La tarde se estiraba, perezosa y dorada, sobre el pueblo, y una suave brisa traía el aroma del café recién colado, ese olor a vida lenta que se pega a las conciencias tranquilas. En el pequeño corredor de la casa, a la sombra amable de un viejo almendrón cuyas hojas se desprendían y susurraban secretos al viento, estaba mi padre.
Mi padre no era un hombre robusto, pero sí de carácter inquebrantable: a las seis de la mañana, su taza de café tinto, su cigarrillo marca Belmont "King Size" y un profundo silencio. En ese momento, se sentía el rey del mundo, distraído en la plácida tarea de ver pasar las nubes de la mañana, dueño del reconocimiento tácito de una vida sin grandes faltas ni estridencias.
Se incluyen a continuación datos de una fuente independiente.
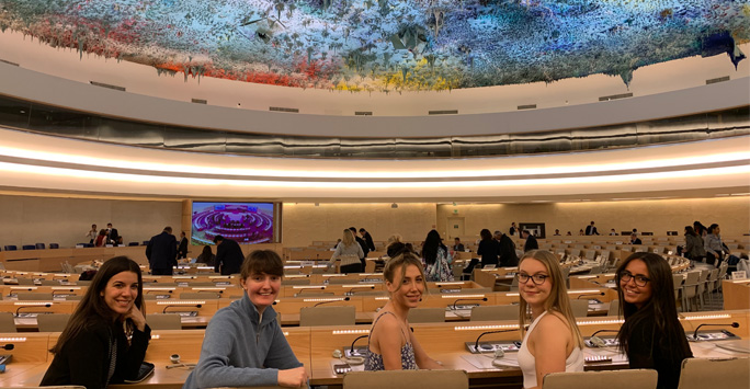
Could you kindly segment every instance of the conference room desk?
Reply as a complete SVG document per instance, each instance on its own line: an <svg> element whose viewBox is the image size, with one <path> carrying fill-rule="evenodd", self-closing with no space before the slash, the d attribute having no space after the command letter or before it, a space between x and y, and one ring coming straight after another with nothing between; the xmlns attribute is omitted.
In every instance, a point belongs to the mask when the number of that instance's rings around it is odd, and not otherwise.
<svg viewBox="0 0 750 389"><path fill-rule="evenodd" d="M721 281L724 309L750 309L750 279Z"/></svg>
<svg viewBox="0 0 750 389"><path fill-rule="evenodd" d="M696 357L734 357L750 355L750 311L715 311L685 314L681 323L690 335L702 323L728 323L736 321L740 324L731 332L741 336L740 340L731 341L701 341L691 342L691 348ZM590 336L598 330L617 330L622 320L615 317L579 319L578 324L584 337ZM520 388L522 382L521 371L518 367L496 367L491 365L491 358L482 355L470 354L466 351L466 342L475 342L477 336L486 331L510 330L510 332L487 334L484 342L512 342L519 341L521 334L518 331L518 322L496 321L477 323L429 323L412 324L413 333L425 352L434 359L441 362L446 368L464 369L468 373L469 384L473 387L492 385L492 387L507 386ZM716 328L704 328L714 332ZM310 384L330 385L338 387L342 382L342 376L333 373L332 366L341 363L334 358L334 350L350 348L352 343L362 335L367 335L367 325L345 327L314 327L314 328L284 328L283 332L292 346L297 358L304 363ZM151 342L146 354L146 361L156 365L154 376L140 384L127 386L113 386L115 388L180 388L188 378L190 370L184 367L167 368L172 365L170 356L179 354L183 363L196 363L200 357L201 344L204 331L202 330L173 330L154 331ZM7 373L0 375L0 386L20 387L37 386L47 369L52 355L47 350L56 342L59 333L29 333L29 334L0 334L4 341L13 336L23 341L13 341L15 348L12 352L13 361L8 365ZM611 337L611 336L610 336ZM355 347L365 346L366 339L360 339ZM728 346L728 347L727 347ZM626 361L614 347L586 348L584 355L607 355L612 363L587 364L587 369L615 369L627 366ZM507 364L512 365L513 352L508 353ZM360 369L361 366L354 366Z"/></svg>
<svg viewBox="0 0 750 389"><path fill-rule="evenodd" d="M509 287L511 283L513 282L513 277L515 275L515 272L518 272L519 268L516 266L513 267L498 267L498 268L474 268L471 277L474 278L474 282L487 287L487 288L493 288L495 286L505 286Z"/></svg>

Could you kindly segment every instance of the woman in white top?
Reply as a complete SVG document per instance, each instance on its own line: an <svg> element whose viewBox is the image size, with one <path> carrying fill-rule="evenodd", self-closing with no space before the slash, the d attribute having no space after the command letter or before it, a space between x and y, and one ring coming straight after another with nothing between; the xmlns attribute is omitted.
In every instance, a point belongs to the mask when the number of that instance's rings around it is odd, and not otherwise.
<svg viewBox="0 0 750 389"><path fill-rule="evenodd" d="M345 229L341 242L336 247L333 256L328 261L328 267L333 266L336 260L341 259L339 273L362 273L361 258L364 258L362 247L354 240L354 233L350 229Z"/></svg>
<svg viewBox="0 0 750 389"><path fill-rule="evenodd" d="M522 333L531 308L531 325L519 351L523 387L542 388L544 376L583 371L583 339L576 324L557 256L544 250L524 254L519 263Z"/></svg>

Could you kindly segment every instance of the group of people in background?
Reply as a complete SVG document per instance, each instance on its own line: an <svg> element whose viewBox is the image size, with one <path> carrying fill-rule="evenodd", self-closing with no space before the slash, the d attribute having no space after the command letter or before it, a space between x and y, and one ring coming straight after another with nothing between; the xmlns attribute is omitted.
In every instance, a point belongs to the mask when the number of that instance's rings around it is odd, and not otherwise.
<svg viewBox="0 0 750 389"><path fill-rule="evenodd" d="M685 247L682 248L682 254L691 261L705 262L716 267L724 261L730 266L737 265L740 258L734 255L721 241L720 232L717 224L706 228L696 220L693 226L685 226Z"/></svg>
Pero una tarde, algo diferente ocurrió. Mientras se alisaba el bigote —una pequeña vanidad de guerrero antiguo—, notó que el espejo de la sala, como testigo mudo y polvoriento, lo miraba disimuladamente. No era el cristal empañado, era la Vejez.
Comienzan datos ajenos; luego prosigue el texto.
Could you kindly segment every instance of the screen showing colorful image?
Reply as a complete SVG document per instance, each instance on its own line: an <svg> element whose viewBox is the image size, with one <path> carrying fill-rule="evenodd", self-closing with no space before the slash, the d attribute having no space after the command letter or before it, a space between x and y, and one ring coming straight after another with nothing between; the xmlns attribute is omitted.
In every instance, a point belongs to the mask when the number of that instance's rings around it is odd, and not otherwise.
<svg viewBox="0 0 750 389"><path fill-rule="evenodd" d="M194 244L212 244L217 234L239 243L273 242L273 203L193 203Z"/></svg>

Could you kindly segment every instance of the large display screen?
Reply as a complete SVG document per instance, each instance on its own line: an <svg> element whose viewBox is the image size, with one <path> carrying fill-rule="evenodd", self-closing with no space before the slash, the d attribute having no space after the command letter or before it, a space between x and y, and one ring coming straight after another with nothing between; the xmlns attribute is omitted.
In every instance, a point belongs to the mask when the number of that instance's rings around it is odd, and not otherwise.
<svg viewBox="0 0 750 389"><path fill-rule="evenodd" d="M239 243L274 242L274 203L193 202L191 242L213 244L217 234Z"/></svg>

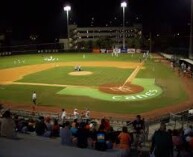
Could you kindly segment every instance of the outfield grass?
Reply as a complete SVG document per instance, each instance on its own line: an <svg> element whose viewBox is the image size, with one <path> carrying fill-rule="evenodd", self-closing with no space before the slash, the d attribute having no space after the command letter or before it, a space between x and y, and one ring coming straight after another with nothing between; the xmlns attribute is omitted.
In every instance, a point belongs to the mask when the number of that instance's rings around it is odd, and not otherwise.
<svg viewBox="0 0 193 157"><path fill-rule="evenodd" d="M112 57L110 54L38 54L38 55L19 55L0 58L0 69L11 68L16 66L25 66L32 64L43 64L43 58L53 56L58 60L55 62L71 62L71 61L123 61L123 62L139 62L141 55L131 56L122 54L119 57ZM17 62L20 60L20 63ZM15 61L15 63L14 63ZM46 62L47 63L47 62ZM29 105L31 104L31 95L35 90L38 94L39 105L60 106L69 109L79 108L101 112L114 113L134 113L151 111L156 108L162 108L168 105L175 106L176 103L185 101L188 96L183 89L182 82L176 74L163 63L157 63L153 59L149 59L144 69L140 70L137 78L155 78L156 84L160 86L163 93L156 98L144 101L127 101L113 102L93 99L86 96L59 95L58 91L64 87L45 87L31 85L1 85L0 100L11 101ZM56 67L42 72L25 76L19 82L36 82L36 83L57 83L67 85L87 85L98 86L110 82L123 83L131 74L133 69L120 69L112 67L85 67L87 71L92 71L93 75L88 76L70 76L69 72L73 67ZM102 76L102 77L101 77ZM3 76L1 76L3 77Z"/></svg>

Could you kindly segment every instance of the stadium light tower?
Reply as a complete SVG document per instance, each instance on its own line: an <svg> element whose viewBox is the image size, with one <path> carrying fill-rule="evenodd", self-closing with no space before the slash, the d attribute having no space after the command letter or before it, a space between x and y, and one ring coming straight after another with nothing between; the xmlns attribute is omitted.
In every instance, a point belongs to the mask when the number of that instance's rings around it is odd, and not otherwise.
<svg viewBox="0 0 193 157"><path fill-rule="evenodd" d="M127 7L127 3L122 2L121 7L123 8L123 49L125 49L125 8Z"/></svg>
<svg viewBox="0 0 193 157"><path fill-rule="evenodd" d="M193 59L193 0L191 0L191 16L190 16L190 44L189 44L189 58Z"/></svg>
<svg viewBox="0 0 193 157"><path fill-rule="evenodd" d="M71 10L71 6L67 5L64 7L64 11L66 11L66 14L67 14L67 37L69 39L69 15L68 15L68 12Z"/></svg>

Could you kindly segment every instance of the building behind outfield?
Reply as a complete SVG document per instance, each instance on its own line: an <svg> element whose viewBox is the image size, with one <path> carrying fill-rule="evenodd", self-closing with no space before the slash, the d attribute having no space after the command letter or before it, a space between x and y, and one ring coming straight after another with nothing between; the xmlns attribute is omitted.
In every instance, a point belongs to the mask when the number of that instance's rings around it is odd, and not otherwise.
<svg viewBox="0 0 193 157"><path fill-rule="evenodd" d="M133 25L125 27L125 38L142 36L142 26ZM77 48L79 42L96 41L100 38L108 38L121 45L123 41L123 27L78 27L69 25L69 48ZM63 40L64 41L64 40ZM67 45L64 43L64 45Z"/></svg>

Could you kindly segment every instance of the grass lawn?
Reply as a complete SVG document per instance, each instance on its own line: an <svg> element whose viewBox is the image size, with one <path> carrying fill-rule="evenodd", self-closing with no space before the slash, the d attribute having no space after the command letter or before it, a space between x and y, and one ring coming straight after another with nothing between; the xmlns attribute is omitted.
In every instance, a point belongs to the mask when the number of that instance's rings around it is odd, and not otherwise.
<svg viewBox="0 0 193 157"><path fill-rule="evenodd" d="M25 66L33 64L44 64L44 58L54 57L55 62L90 62L90 61L119 61L119 62L139 62L140 54L121 54L119 57L112 57L110 54L36 54L19 55L0 58L0 69L11 68L15 66ZM20 62L18 62L18 60ZM47 63L47 62L46 62ZM112 65L113 66L113 65ZM99 86L106 83L124 83L133 69L122 69L115 67L84 67L86 71L93 72L92 75L70 76L69 72L73 70L71 66L62 66L34 73L25 76L18 82L34 82L48 84L65 85L85 85ZM3 77L3 76L0 76ZM176 74L163 63L157 63L154 59L149 59L144 64L144 69L140 70L136 78L155 79L156 85L161 87L163 92L153 99L144 101L104 101L93 99L87 96L60 95L58 91L64 87L46 87L31 85L0 85L0 101L10 101L22 104L32 104L31 95L33 91L37 92L39 105L63 106L65 108L85 109L101 112L113 113L134 113L140 114L154 110L156 108L168 105L175 106L176 103L185 101L188 96L183 89L182 82Z"/></svg>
Esta no llegó con trompetas en el fragor de una batalla, sino, como dice el poema, lentamente, inevitable y serena. Se había instalado en el espejo como un huésped silencioso que no pide permiso, sino que simplemente se instala. Y empezó, sin prisa, su faena con los primeros bosquejos.
El primer trazo fue sutil. De pronto, mi padre se vio un mechón más claro, no de luz, sino de plata pura sobre la sien. "Con unas hebras de plata, el tiempo me pintará los cabellos..." recitó su memoria, citando un verso que no sabía que conocía. Luego, notó en el cuello, justo donde la corbata, siempre pulcra, ejercía su presión: una línea, un surco fino como la firma de un sastre sobre la tela de su piel.
La transformación no era solo externa; se sentía como un cambio de estación dentro de él. Sus antiguos caprichos de juventud, ese afán por la aventura y el riesgo, ahora se habían decantado en una especie de paciencia moral. Sintió cómo aumentaban sus incertidumbres e inquietudes.
Y el toque final de esa tarde: sobre la mesa en el centro de la cocina, el paquete de regalo de su hijo mayor. Un par de anteojos de lectura. Al ponérselos, el periódico se hizo dolorosamente más legible. Las letras ya no se le escapaban, pero las noticias ahora lo hacían sufrir con una claridad inmediata. La Vejez le había dado una lupa para ver mejor las penas del mundo.
Los meses se apretujaban unos sobre otros como cartas enviadas y olvidadas. Su amigo, el joven Dr. Lizardo, un hombre con alma de poeta y cara de vagabundo, fue el siguiente cómplice de la Vejez.
El doctor, le dijo a mi padre, con esa seriedad que solo dan la experiencia: "el cigarro ya no va". "El catarro, me temo, viene ganando terreno".
Y así, con la aceptación de las palabras del médico, aceptó la vejez como un nuevo compañero de viaje. Mi padre fue podando los placeres y las libertades con una admirable destreza.
La Vejez le quitó a sus manos toda su antigua firmeza. Ahora estas temblaban un poco al sostener la taza, como las hojas del almendrón al final del verano. Mi viejo, de repente, se convirtió en un gran conversador; leía mucho, recostado sobre la cama con la suave, cálida y, a su juicio, ridícula pijama nueva que le había regalado mamá.
Día tras día, aumentaba su demanda de atenciones. Un dolor en las rodillas que le recordaba, sin falta, que el clima estaba por cambiar. La Vejez era, sin duda, la más dura de las dictaduras.
Pero mi padre no se rendía al pesimismo. No del todo. Recordaba sus años de juventud, nos contaba cómo enamoró a nuestra madre, la describía como una tierna mariposa del campo, y se jactaba de haberla conquistado.
Sí, la Vejez era la grave ceremonia de clausura de lo que fue su juventud, pero él la transformó en una ceremonia de apertura de su nueva vida.
Se dijo a sí mismo que sería un anciano honorable, tranquilo y, lo más probable, gran contador de historias. Al fin y al cabo, si la Vejez sería todo el equipaje de lo que le quedaba de vida, estaría dispuesto ante la puerta de salida; la juventud no regresaría, pero sí podría repartir ese tesoro acumulado del tiempo bien vivido.
Desde entonces, en el pequeño corredor de la casa, aún empijamado y con sus anteojos de lectura, mi padre combate la oscuridad, poniendo alas a lo inmóvil. Porque, aunque la Vejez esté a la vuelta de cualquier esquina, allí donde uno menos se imagina, la alegría de vivir es la única que sabe convertir la dura clausura en una bienvenida silenciosa.